User Tools

Site Tools


postgresql

This is an old revision of the document!


Installation & Setup

For Ubuntu 12.04:

sudo apt-get install postgresql-9.1 pgadmin3

pgAdmin III is a strongly recommended GUI for twiddling with your PostgreSQL. However, here are the first steps with the command line right after installing.

Server Configuration

Enable remote TCP/IP connections

Allow TCP/IP connections from all IPs (default = localhost only) by adding this line to /etc/postgresql/9.1/main/postgresql.conf:

listen_addresses = '*'

Then allow password authentication for all users from all IPs by adding this line to /etc/postgresql/9.1/main/pg_hba.conf:

host    all         all         0.0.0.0/0               md5

To further twiddle with more restrictive client authentication settings have a look at pg_hba.conf.

User Management

First steps with a user of your choosing

# log in with user created by default (which has no password set)
sudo -u postgres psql
 
# create a user with your linux user name and log in
# (in Ubuntu the postgres user that matches your linux user name
# can by default log in without supplying a password) 
sudo -u postgres createuser --superuser $USER
psql -d postgres
# set a password
\password
 
# create a restricted user with password (long and short version)
sudo -u postgres createuser --no-superuser --no-createdb --no-createrole --pwprompt username
sudo -u postgres createuser -SDRP username
psql -U username -d postgres
# drop a user
sudo -u postgres dropuser username

Setting a password for user postgres

ALTER USER postgres WITH password 'password';

Create Readonly User

1. Create the user

sudo -u postgres createuser --no-superuser --no-createdb --no-createrole --pwprompt username

2. Grant readonly permissions

This is the tedious part (in postgres versions pre 9.0).
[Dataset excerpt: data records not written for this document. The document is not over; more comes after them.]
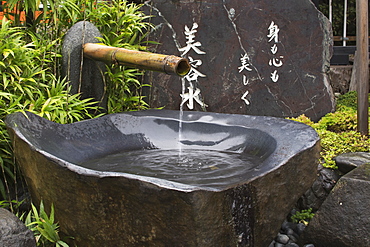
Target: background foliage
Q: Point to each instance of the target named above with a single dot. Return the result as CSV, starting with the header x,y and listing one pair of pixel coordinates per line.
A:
x,y
337,130
30,64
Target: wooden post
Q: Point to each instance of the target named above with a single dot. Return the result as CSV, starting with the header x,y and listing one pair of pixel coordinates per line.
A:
x,y
362,43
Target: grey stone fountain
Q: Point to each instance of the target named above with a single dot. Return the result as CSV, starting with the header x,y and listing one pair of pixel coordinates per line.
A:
x,y
130,179
165,178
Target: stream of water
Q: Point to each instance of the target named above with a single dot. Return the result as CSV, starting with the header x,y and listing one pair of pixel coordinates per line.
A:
x,y
193,167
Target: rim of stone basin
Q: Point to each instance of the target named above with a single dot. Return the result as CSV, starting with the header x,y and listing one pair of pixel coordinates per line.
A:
x,y
291,138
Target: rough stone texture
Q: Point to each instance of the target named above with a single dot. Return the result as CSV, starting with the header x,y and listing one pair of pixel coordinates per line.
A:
x,y
340,77
344,218
348,161
101,208
90,84
13,233
320,189
232,29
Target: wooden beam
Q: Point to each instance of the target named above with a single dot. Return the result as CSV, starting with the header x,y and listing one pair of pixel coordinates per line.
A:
x,y
362,43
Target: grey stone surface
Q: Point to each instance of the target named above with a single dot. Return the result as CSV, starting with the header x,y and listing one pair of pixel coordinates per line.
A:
x,y
344,217
13,233
124,209
234,57
348,161
90,83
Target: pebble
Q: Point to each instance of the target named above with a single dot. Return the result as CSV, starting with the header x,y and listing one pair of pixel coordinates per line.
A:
x,y
282,238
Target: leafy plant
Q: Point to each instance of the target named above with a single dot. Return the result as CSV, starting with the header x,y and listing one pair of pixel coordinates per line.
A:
x,y
30,63
44,227
303,216
338,130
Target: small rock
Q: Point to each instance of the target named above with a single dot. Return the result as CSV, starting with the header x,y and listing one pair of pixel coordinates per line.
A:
x,y
278,244
13,233
293,237
292,245
300,228
287,225
282,238
272,244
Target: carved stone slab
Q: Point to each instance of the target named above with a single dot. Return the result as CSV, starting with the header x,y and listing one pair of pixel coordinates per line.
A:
x,y
255,57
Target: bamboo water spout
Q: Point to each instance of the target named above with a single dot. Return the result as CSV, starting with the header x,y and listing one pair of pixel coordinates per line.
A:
x,y
168,64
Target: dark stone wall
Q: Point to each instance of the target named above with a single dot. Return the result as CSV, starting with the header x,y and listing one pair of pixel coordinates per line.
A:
x,y
249,57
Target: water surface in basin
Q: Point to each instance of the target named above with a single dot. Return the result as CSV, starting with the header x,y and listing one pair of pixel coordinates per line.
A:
x,y
192,167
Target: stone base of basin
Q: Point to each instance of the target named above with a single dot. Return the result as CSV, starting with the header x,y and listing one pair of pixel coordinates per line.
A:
x,y
115,210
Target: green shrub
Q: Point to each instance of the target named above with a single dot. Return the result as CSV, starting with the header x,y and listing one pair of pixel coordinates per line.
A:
x,y
30,65
338,130
44,227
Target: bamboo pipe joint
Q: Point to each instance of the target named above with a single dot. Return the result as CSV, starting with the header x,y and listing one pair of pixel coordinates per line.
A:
x,y
168,64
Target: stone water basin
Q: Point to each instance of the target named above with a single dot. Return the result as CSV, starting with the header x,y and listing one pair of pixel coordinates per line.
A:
x,y
134,179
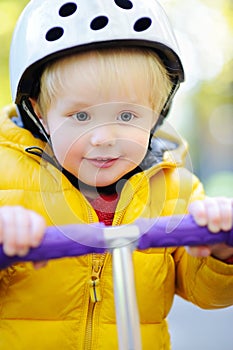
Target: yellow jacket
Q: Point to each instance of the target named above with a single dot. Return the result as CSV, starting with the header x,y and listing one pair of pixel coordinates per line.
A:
x,y
51,308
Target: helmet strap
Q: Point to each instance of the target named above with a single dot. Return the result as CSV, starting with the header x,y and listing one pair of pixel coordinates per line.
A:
x,y
27,107
165,109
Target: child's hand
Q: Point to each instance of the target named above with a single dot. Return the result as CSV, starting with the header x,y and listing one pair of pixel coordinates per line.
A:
x,y
20,230
217,214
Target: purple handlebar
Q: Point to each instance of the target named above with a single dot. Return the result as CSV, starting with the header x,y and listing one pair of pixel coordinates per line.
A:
x,y
76,240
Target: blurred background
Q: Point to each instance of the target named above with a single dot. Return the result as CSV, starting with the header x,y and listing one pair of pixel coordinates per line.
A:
x,y
202,113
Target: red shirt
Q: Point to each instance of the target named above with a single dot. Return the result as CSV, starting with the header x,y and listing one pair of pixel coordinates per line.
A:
x,y
105,206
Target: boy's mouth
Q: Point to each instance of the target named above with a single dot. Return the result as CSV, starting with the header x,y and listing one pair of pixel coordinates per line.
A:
x,y
102,162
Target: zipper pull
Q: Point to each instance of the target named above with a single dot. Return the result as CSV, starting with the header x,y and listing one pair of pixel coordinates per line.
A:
x,y
94,282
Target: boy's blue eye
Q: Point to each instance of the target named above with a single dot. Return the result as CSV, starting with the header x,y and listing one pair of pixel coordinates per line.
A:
x,y
81,116
126,116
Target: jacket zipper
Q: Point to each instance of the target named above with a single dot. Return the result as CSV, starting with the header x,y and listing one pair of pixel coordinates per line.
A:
x,y
94,296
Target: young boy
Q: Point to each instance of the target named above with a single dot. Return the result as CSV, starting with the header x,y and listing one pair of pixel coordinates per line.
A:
x,y
92,83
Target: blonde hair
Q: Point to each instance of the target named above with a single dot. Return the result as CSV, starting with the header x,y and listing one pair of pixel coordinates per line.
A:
x,y
113,65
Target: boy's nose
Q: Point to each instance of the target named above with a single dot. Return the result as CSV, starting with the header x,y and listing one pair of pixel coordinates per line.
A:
x,y
103,135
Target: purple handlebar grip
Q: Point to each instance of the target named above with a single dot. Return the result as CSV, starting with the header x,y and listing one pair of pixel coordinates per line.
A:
x,y
176,231
76,240
62,241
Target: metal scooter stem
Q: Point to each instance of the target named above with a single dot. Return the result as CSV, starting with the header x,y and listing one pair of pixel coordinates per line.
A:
x,y
121,242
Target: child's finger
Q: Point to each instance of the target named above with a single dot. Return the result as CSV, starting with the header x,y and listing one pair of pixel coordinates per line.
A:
x,y
22,231
225,205
38,226
213,214
8,231
198,210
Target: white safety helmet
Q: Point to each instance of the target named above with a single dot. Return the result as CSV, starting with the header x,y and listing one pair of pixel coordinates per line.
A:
x,y
49,29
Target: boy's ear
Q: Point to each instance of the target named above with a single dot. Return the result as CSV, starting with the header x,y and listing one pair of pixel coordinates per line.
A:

We need to grant the user the permission to

  • connect to the DB
  • use the schema
  • perform a select on everay object in the schema
GRANT CONNECT ON DATABASE mydb TO username;
GRANT USAGE ON SCHEMA public TO username;
 
-- Generate GRANT SELECT statements for all tables/views in the schema
SELECT 'GRANT SELECT ON public.' || relname || ' TO username;'
FROM pg_class JOIN pg_namespace ON pg_namespace.oid = pg_class.relnamespace
WHERE nspname = 'public' AND relkind IN ('r', 'v');

Slightly different approach

Creating a true read-only user is a real pain in postgres. Just revoking privileges from a user still allows him to create database objects which he owns. You need to revoke the CREATE and USAGE privileges from the SCHEMA public and the GROUP public.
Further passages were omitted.